Espejo
El domingo pasado hubo elecciones en Venezuela. La oposición tenía cuesta arriba su participación. Las instancias electorales están controladas por el mismo gobierno, que además impidió la participación de la candidata de unidad de esa oposición. En México, algo similar ocurrió en 1988, después de la contrarreforma electoral de 1986, promovida por Manuel Bartlett, y el resultado fue el mismo: no se contaron los votos, sino que el gobierno anunció, sin pruebas, un resultado a su favor.
Hay varias diferencias con ese caso. La líder de la oposición venezolana, María Corina Machado, no sólo logró unificarla y guiarla a la victoria, sino que contó con el apoyo de Edmundo González, que fungió como “candidato sustituto”. Más aún, Machado organizó con tiempo un sistema de recolección de actas de casilla, que le ha permitido contar con 80 por ciento de ellas y demostrar su amplísimo triunfo. Eso no lo tuvo Cárdenas en México en 1988, en parte por el asesinato, días antes de la elección, de su experto Xavier Ovando.
Aunque en 1988 hubo cierta presión internacional, México estaba en un proceso de liberalización totalmente incomparable con lo que ocurre hoy en Venezuela, que se ha movido en sentido contrario. Tal vez por eso, frente a esos comicios, México aceleró su paso a la democracia (que todavía debió esperar casi una década), mientras que Venezuela parece dirigirse a una dictadura sin adjetivos.
No debe menospreciarse lo que logró la oposición encabezada por Machado. Ha demostrado, con toda claridad, que dos de cada tres venezolanos ya no quieren a Maduro en el gobierno. De aquí en adelante, la ficción de un gobierno popular, pero no de “democracia burguesa”, es insostenible. A partir de esta semana, Maduro es un dictador, como decíamos, sin adjetivo alguno que lo modere.

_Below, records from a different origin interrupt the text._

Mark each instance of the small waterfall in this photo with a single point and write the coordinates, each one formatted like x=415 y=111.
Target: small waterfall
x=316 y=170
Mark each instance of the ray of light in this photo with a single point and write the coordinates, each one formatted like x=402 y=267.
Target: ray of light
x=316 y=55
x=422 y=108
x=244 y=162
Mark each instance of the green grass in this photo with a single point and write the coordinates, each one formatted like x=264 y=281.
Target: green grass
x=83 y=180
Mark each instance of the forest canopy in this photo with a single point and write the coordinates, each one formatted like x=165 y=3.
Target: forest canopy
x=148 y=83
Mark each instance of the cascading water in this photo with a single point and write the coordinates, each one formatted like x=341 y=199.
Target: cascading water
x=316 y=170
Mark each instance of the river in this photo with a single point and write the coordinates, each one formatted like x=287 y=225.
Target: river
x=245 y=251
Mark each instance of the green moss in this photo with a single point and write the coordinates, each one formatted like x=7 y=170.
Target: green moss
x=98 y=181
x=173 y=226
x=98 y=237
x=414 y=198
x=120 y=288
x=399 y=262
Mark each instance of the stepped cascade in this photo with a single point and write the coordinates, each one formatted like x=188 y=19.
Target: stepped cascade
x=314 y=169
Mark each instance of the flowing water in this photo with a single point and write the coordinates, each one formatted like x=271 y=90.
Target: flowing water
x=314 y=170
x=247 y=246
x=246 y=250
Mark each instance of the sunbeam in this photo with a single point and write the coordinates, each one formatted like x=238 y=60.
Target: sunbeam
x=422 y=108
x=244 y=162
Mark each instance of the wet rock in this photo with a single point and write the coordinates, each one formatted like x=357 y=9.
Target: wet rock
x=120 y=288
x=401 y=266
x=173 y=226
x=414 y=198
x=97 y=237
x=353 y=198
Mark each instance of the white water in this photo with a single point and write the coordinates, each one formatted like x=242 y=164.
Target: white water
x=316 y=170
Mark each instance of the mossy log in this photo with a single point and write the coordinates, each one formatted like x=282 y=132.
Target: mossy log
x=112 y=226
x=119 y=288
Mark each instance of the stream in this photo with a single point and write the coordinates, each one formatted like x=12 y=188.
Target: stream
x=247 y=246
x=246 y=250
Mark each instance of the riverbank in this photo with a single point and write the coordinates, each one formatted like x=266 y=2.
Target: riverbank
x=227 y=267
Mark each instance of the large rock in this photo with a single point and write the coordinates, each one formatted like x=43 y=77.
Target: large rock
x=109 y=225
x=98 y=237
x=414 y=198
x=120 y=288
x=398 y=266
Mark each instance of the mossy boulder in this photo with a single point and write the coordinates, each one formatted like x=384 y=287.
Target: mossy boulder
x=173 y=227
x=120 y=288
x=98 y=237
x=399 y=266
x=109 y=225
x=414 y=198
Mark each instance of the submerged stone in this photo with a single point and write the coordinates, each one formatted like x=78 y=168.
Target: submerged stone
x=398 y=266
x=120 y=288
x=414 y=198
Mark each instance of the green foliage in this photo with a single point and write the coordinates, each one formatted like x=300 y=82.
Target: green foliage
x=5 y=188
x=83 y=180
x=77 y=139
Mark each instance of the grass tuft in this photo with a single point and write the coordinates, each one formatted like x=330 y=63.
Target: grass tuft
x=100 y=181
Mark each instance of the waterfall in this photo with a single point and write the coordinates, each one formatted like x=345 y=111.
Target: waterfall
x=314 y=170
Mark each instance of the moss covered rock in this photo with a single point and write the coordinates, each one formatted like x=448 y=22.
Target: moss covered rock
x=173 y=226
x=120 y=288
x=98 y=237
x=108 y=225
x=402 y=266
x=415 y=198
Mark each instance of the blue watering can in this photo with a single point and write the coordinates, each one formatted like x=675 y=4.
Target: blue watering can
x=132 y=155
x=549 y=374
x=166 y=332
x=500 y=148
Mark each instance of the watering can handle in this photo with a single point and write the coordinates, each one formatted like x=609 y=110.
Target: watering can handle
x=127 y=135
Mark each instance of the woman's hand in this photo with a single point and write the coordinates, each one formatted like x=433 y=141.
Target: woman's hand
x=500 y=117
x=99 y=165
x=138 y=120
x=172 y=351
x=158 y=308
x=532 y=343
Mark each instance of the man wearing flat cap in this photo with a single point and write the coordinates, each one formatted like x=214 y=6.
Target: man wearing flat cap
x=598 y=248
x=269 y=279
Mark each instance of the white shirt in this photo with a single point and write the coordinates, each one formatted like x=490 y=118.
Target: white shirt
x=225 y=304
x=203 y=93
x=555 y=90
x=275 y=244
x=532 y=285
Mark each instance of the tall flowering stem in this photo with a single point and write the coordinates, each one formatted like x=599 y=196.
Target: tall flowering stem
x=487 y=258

Sin embargo, es posible que Maduro logre sobrevivir políticamente. Tiene la fuerza de los narcomilitares que controlan Venezuela y el apoyo de otras dictaduras (Cuba, Nicaragua, Rusia, Irán) y regímenes autoritarios (China, Hungría, Honduras). Pero son los países con sistemas híbridos, es decir, democracias que se están deteriorando, los que realmente le están permitiendo quedarse en el poder: México, Brasil y Colombia. Tal vez exagero al incluir a Brasil en ese grupo, pero el declive democrático en México y Colombia no tiene duda, especialmente aquí.
La ausencia (o negativa a votar) de estos tres países impidió la condena de la OEA a lo ocurrido en Venezuela. Y es lo que evita que haya una posición hemisférica suficientemente fuerte para forzar la salida de Maduro y buscar soluciones negociadas. Así, aunque Estados Unidos haya criticado duramente lo ocurrido, es difícil que escale sus acciones, porque daría excusas a los autoritarismos asiáticos para intervenir en sus propios vecindarios: Rusia en Ucrania, China en Taiwán.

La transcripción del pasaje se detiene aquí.